Fisher's lawyers question that, but more important, they contend that any consideration of race is gratuitous. Edward Blum, who helped put Fisher's case together, claims that the top 10 percent plan was already creating a diverse student body at the university, and adding race or ethnicity as a factor for consideration "was simply unnecessary."
Garre dismisses that claim as "simply not true." According to Garre, in 2002, when the top 10 percent plan was firmly in place, African-American enrollment was dropping, and Hispanics remained woefully underrepresented. Black and Hispanic enrollment totaled 17.7 percent, he notes, while the state's population was almost 45 percent black and Hispanic.
Blum counters that if the university is considering statewide demographics in admissions, "that's a backdoor quota."
The case is of great concern, and not just to the academic community. Ninety-eight friend-of-the-court briefs have been filed in the case. Seventy-three urge the court to uphold the affirmative action plan.
The Department of Defense, among other U.S. agencies, has weighed in, describing for the court the large ROTC program on the campus and how diversity there is part of the pipeline to providing a diverse military officer corps. A group of high-ranking retired military officers has filed a brief noting that class rank tells little about leadership capacity or character, which are essential traits for the military. A large group of Fortune 100 companies filed a brief telling the justices how important it is for employees to come from a diverse campus where they are exposed to the kind of world they will face in the global economy.

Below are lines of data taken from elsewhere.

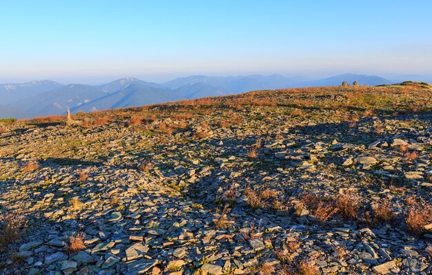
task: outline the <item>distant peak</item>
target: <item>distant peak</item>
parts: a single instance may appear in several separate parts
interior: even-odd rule
[[[124,77],[119,80],[120,80],[120,84],[124,84],[125,83],[128,83],[128,82],[135,82],[137,81],[139,81],[139,79],[135,77]]]

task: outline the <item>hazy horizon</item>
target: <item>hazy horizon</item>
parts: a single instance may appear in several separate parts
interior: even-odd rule
[[[431,75],[432,3],[7,1],[0,83]]]

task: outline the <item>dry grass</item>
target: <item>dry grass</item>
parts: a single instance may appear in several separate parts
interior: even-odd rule
[[[430,205],[415,204],[411,206],[405,214],[405,222],[408,230],[420,235],[425,231],[424,226],[432,222],[432,207]]]
[[[432,260],[432,246],[429,246],[426,247],[426,249],[424,250],[426,251],[426,253],[427,253],[429,256],[429,260]]]
[[[84,171],[79,171],[78,177],[79,177],[80,182],[85,182],[88,178],[88,175]]]
[[[318,202],[317,208],[313,212],[313,215],[320,221],[327,220],[332,215],[337,213],[338,208],[333,201],[321,201]]]
[[[79,211],[82,207],[81,202],[78,198],[72,198],[69,200],[69,205],[72,211]]]
[[[247,149],[248,157],[251,158],[258,158],[258,153],[257,153],[257,149],[253,146]]]
[[[249,206],[254,210],[266,207],[267,201],[271,198],[276,199],[278,195],[278,192],[275,190],[265,189],[261,192],[257,192],[251,187],[246,188],[244,190],[244,193],[248,198]]]
[[[144,172],[148,172],[152,169],[152,162],[149,158],[145,158],[138,166],[138,169]]]
[[[68,254],[78,252],[81,250],[84,250],[87,247],[84,243],[86,239],[86,234],[83,232],[79,232],[77,234],[73,234],[69,237],[69,245],[65,245],[65,249]]]
[[[261,221],[258,223],[258,226],[255,226],[254,222],[251,222],[249,228],[244,228],[240,230],[240,237],[245,243],[248,240],[259,238],[262,236],[260,227]]]
[[[130,117],[130,121],[129,122],[129,126],[132,127],[134,126],[139,125],[142,122],[144,117],[141,115],[132,115]]]
[[[286,247],[291,253],[295,252],[302,245],[302,241],[298,237],[291,238],[286,240]]]
[[[389,201],[377,203],[372,206],[377,222],[389,222],[393,218],[393,214]]]
[[[120,203],[120,198],[114,196],[111,198],[111,205],[115,205]]]
[[[26,223],[20,212],[0,213],[0,251],[7,250],[8,244],[19,239]]]
[[[110,121],[110,117],[104,115],[103,117],[99,117],[94,120],[93,124],[95,125],[103,125]]]
[[[276,269],[271,263],[265,262],[252,265],[247,272],[248,274],[272,275],[276,274]]]
[[[37,163],[31,162],[26,165],[24,167],[23,167],[23,172],[24,173],[30,172],[32,171],[37,170],[38,168],[39,168],[39,166]]]
[[[406,153],[408,151],[408,146],[402,144],[399,146],[399,151],[400,153]]]
[[[358,218],[360,200],[351,194],[342,195],[336,200],[336,206],[339,214],[345,218],[356,220]]]
[[[193,135],[193,138],[206,138],[207,135],[208,135],[208,133],[207,133],[205,131],[199,131],[197,133],[195,133]]]

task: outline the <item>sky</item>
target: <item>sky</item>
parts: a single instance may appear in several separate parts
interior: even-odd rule
[[[432,74],[432,1],[0,0],[0,83]]]

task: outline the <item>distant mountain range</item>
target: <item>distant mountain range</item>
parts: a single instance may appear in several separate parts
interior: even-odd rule
[[[0,117],[32,117],[90,112],[119,107],[162,103],[256,90],[340,85],[343,81],[360,85],[399,82],[372,75],[346,74],[313,81],[279,75],[237,77],[193,75],[164,83],[146,82],[133,77],[104,85],[62,85],[50,81],[0,85]]]

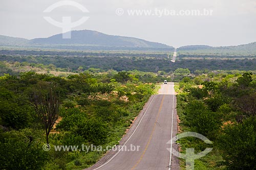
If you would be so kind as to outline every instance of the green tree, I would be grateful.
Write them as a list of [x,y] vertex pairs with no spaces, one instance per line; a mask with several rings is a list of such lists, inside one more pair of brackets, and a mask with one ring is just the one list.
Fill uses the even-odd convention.
[[217,143],[228,169],[256,169],[255,139],[255,117],[224,127]]

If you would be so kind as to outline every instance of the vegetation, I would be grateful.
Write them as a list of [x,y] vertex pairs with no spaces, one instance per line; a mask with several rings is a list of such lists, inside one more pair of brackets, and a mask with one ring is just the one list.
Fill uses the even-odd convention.
[[180,82],[177,112],[182,130],[199,133],[214,142],[207,145],[194,138],[179,141],[182,152],[214,148],[196,161],[196,169],[256,168],[255,83],[250,72],[185,77]]
[[[154,84],[137,77],[114,71],[0,77],[0,169],[73,169],[95,163],[105,150],[58,151],[54,146],[118,144],[154,92]],[[42,149],[46,143],[49,151]]]

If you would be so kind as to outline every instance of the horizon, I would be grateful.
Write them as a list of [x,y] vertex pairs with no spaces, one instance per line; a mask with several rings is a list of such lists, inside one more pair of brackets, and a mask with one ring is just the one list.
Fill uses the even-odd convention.
[[[61,29],[44,17],[50,16],[59,22],[63,16],[69,16],[75,21],[85,15],[86,21],[72,30],[97,30],[175,47],[234,46],[256,41],[254,1],[74,0],[86,9],[85,14],[70,6],[46,13],[46,9],[59,2],[2,1],[0,35],[28,39],[48,37],[59,34]],[[181,15],[182,11],[188,15]],[[200,13],[196,15],[195,11]]]
[[[98,31],[96,31],[96,30],[91,30],[85,29],[85,30],[72,30],[71,31],[85,31],[85,30],[98,32],[101,33],[103,33],[104,34],[111,35],[111,36],[121,36],[121,37],[125,37],[138,38],[138,39],[142,39],[142,40],[145,40],[145,41],[150,41],[150,42],[156,42],[156,43],[159,43],[164,44],[165,45],[168,45],[168,46],[169,46],[170,47],[173,47],[176,48],[180,48],[180,47],[183,47],[183,46],[193,46],[193,45],[206,45],[206,46],[209,46],[213,47],[226,47],[226,46],[239,46],[239,45],[246,45],[246,44],[250,44],[250,43],[256,42],[256,41],[255,41],[248,42],[248,43],[246,43],[246,44],[238,44],[237,45],[227,45],[227,46],[211,46],[211,45],[208,45],[208,44],[187,44],[187,45],[180,46],[173,46],[173,45],[168,45],[168,44],[164,44],[164,43],[162,43],[161,42],[150,41],[148,41],[146,39],[141,39],[141,38],[137,38],[137,37],[127,37],[127,36],[123,36],[123,35],[110,35],[110,34],[105,34],[104,33],[102,33],[102,32],[99,32]],[[27,40],[32,40],[33,39],[36,39],[36,38],[49,38],[49,37],[52,37],[53,36],[54,36],[54,35],[58,35],[58,34],[62,34],[62,33],[58,33],[58,34],[57,34],[52,35],[50,35],[50,36],[47,37],[35,37],[35,38],[32,38],[32,39],[27,39],[27,38],[23,38],[23,37],[12,37],[12,36],[8,36],[8,35],[1,35],[1,36],[7,36],[7,37],[13,37],[13,38],[23,38],[23,39],[26,39]]]

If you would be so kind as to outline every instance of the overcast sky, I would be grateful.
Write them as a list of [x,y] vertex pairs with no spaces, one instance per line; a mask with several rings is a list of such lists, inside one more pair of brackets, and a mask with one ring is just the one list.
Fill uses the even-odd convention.
[[[61,33],[62,29],[48,22],[44,16],[58,21],[61,21],[63,16],[71,16],[75,21],[87,16],[90,18],[86,22],[72,29],[134,37],[175,47],[226,46],[256,41],[256,0],[74,0],[89,12],[71,6],[43,12],[59,1],[1,0],[0,35],[28,39],[47,37]],[[123,15],[116,14],[118,8],[123,9]],[[204,9],[212,10],[212,15],[160,17],[154,13],[156,9],[179,12]],[[153,12],[151,16],[131,16],[127,11],[130,10]]]

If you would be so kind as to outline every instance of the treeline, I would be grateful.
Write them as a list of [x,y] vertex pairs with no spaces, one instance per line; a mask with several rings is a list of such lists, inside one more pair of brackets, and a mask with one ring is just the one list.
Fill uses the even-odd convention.
[[[0,169],[74,169],[95,163],[106,151],[58,151],[54,145],[118,144],[154,92],[154,84],[138,77],[126,71],[0,77]],[[43,150],[46,143],[50,151]]]
[[55,66],[73,70],[82,66],[84,70],[91,67],[103,70],[111,69],[117,71],[138,70],[146,72],[166,72],[174,71],[179,68],[188,68],[192,73],[196,70],[254,70],[256,59],[244,60],[180,60],[173,63],[170,60],[145,57],[97,57],[61,56],[23,56],[1,55],[0,61],[27,62],[30,63],[53,64]]
[[[177,112],[183,131],[201,134],[211,145],[194,138],[181,140],[182,150],[214,149],[196,160],[195,169],[256,168],[256,77],[219,75],[207,81],[199,76],[183,78],[177,95]],[[183,151],[184,152],[184,151]]]
[[245,58],[255,58],[256,55],[203,55],[203,54],[181,54],[179,55],[179,58],[182,59],[184,58],[215,58],[215,59],[233,59],[233,58],[241,58],[241,59],[245,59]]
[[167,57],[167,53],[143,53],[142,52],[131,53],[110,52],[88,52],[82,51],[28,51],[28,50],[0,50],[0,55],[14,55],[17,56],[79,56],[79,57]]

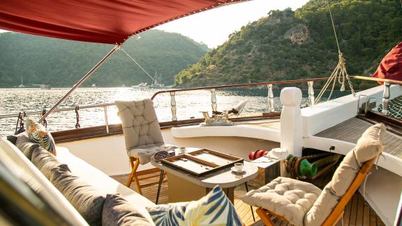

At the same time, other academics and lawyers argue that affirmative action harms the exact people the programs try to help. UCLA law professor Richard Sander and journalist Stuart Taylor argue in their friend-of-the-court brief that minorities accepted through affirmative action often underperform once they are admitted, which they call "mismatch," leading to lower grades and graduation rates for minorities admitted to elite institutions.
For Fisher, however, the issue is one of morality and values. "I was taught from the time I was a little girl," she said, "that any kind of discrimination was wrong."
There are at least four justices who are clearly on record as agreeing with that sentiment.
In 2003, when the court upheld limited affirmative action programs, the 5-to-4 decision was written by Justice Sandra Day O'Connor. She has since retired and been replaced by Justice Samuel Alito, a dedicated foe of affirmative action. That leaves Justice Anthony Kennedy as the decisive vote in this case. While in the past he has accepted the need for diversity in college admissions, he has never seen a program that he thought met constitutional muster.
Justice Elena Kagan is recused, presumably because she worked on this case when she was in the Obama administration. Thus, the best that affirmative action supporters can hope for is a 4-4 tie, which would preserve the status quo. Most experts, though, think that a tie is very unlikely and that the court accepted this case for the very purpose of either reversing its past affirmative action rulings, or making such plans so restrictive that they are possible in theory, but not in practice.